Museumsschiff am Haken

Der 1922 gebaute, fast zehn Meter lange Segler musste dem Neubau eines Gastronomiebereichs weichen und kam vorläufig ins Zentraldepot der Stiftung Historische Museen.

Alter Gemüse-Ewer muss der geplanten Gastronomie des Altonaer Museums weichen.

reinhard schwarz, altona

Einst transportierte er Obst und Gemüse von den Vierlanden nach Hamburg. Seit den 1960er Jahren steht er an Land im Altonaer Museum. Nun musste der 1922 gebaute Gemüse-Ewer umziehen – vom Ankerhof des Altonaer Museums in ein Depot in Stellingen. Dort bleibt der 92 Jahre alte Segelkahn erst mal.
In einer spektakulären Aktion wurde der alte Segler von einem Kran von seinem Stammplatz im Ankerhof gehoben und auf einen Lkw-Anhänger platziert. Denn der Ankerhof hinter dem Museum soll zu einem gastronomischen Anziehungspunkt für die Besucher werden.
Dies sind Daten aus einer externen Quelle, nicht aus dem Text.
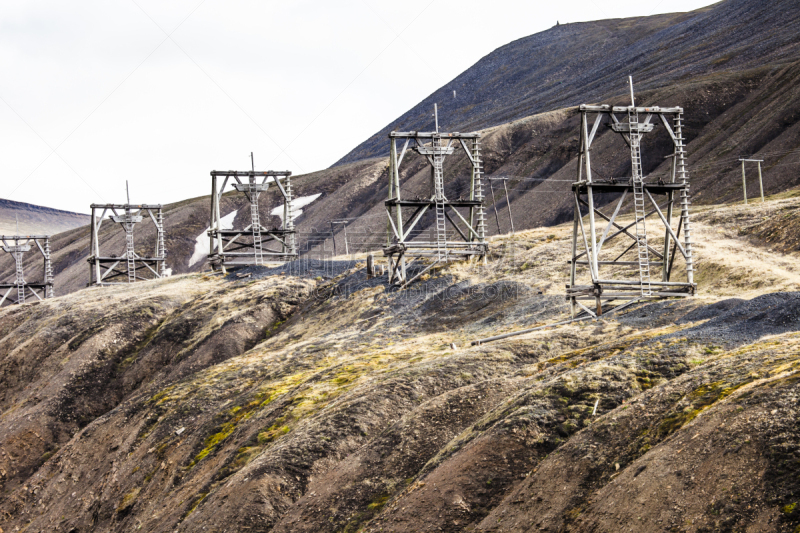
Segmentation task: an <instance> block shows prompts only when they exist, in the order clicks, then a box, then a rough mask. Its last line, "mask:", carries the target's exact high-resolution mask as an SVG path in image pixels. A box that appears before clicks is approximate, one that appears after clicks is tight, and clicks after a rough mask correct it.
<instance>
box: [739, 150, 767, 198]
mask: <svg viewBox="0 0 800 533" xmlns="http://www.w3.org/2000/svg"><path fill="white" fill-rule="evenodd" d="M739 161H741V162H742V191H743V192H744V203H745V205H747V180H746V179H745V172H744V164H745V163H758V186H759V188H760V189H761V202H762V203H763V202H764V181H763V180H762V178H761V163H763V162H764V160H763V159H746V158H741V159H739Z"/></svg>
Seit Schließung der alten Museumskate gab es keinen Ort mehr, um sich bei Getränken und Speisen innerhalb des Museums niederzulassen. Zukünftig sollen die Besucher am Ankerhof auch draußen sitzen können.
Kultursenatorin Barbara Kisseler sprach von „einem wichtigen Schritt nach vorne“. Ein Beschluss der Bürgerschaft habe es möglich gemacht, die nötigen Mittel in Höhe von 800.000 Euro zur Verfügung zu stellen. Mit der Einrichtung einer Gastronomie öffne sich das Museum auch „in den Stadtteil hinein“. Museums-chef Hans-Jörg Czech wertete die vorläufige Auslagerung des Ewers als „einen wichtigen Schlüssel zum weiteren Ausbau des strukturellen und inhaltlichen Besucherangebots des Altonaer Museums“.
Nach den offiziellen Ansprachen ging es hinaus wo Speditionsmitarbeiter den Ewer zum Abtransport präpariert hatten. Zeitweilig schwebte der 1,5 Tonnen schwere Segler bedrohlich über den Gästen, wurde dann aber glücklich auf den Anhänger bugsiert. Das „Flachbodenschiff“ war noch in den 1950er Jahren in Betrieb, erläuterte Czech. „Es ist eines der letzten seiner Art, die Waren wurden teilweise vom Ewer direkt verkauft.“
Vor rund vier Jahren war noch unter dem schwarz-grünen Senat geplant gewesen, das Museum aus Kostengründen zu schließen. Das wollten sich die Altonaer nicht bieten lassen. Sie gründeten die Volksinitiative „Altonaer Museum bleibt!“, die schließlich erfolgreich war. Der 2011 neu gebildete SPD-Senat sprach sich für den Erhalt des Museums aus.
Wo genau der alte Ewer nach dem Einbau der Gastronomie in 2015/2016 hinkommt, sei noch unklar, hieß es.